The bulk of research on the children and youth of
focus in this report--those with disabilities who are at risk of
delinquency or involved in the juvenile justice system--provides
a relatively weak foundation for drawing sound empirical generalizations.
For example, one of the only relatively well-studied issues relating
to this population is the prevalence of disabilities among incarcerated
youth. NCD's research suggests that disabilities, especially learning
disabilities and serious emotional disorders, are far more common
among incarcerated youth than among youth in schools. Yet this research,
too, suffers from inconsistent definitions and measurements. In
addition, it provides a weak foundation for making generalizations
about youth in other parts of the juvenile justice system, including
probation, parole, and nonsecure residential treatment facilities.
These problems are even more endemic in the other areas covered
in this report.
This report has many implications for research and
policies focused on children and youth with disabilities who are
at risk of delinquency or justice system involvement or who are
already involved in the juvenile justice system. The challenges
are numerous, but in almost all instances the need for more and
better research is clear. Which areas should be prioritized must
ultimately be determined by policymakers and practitioners. Clearly,
a more complete and accurate portrait of the kinds of disabilities
present among youth referred to the juvenile justice system is needed.

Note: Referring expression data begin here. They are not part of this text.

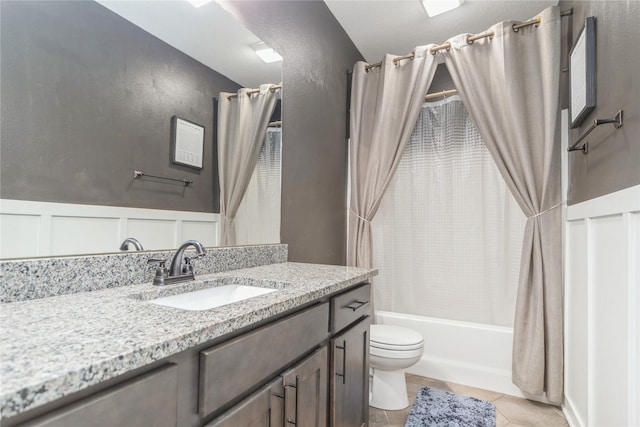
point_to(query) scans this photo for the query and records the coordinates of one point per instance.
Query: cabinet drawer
(229, 369)
(147, 400)
(350, 306)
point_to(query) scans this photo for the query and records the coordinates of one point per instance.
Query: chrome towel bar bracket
(140, 174)
(617, 122)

At the same time, research is needed on the extent to which youth
with disabilities are having their needs addressed at all stages
of the juvenile justice system. Research is needed as well on effective
programming. Which areas require greater attention can be determined
only by the priorities of specific stakeholders (e.g., schools,
probation departments, correctional facilities, communities). However,
advances in knowledge in any of these areas likely will contribute
to a greater ability to decrease delinquency among children and
youth with disabilities, to ensure that the needs of these children
and youth are effectively addressed, and to enhance positive physical,
mental, educational, and other life outcomes among this population.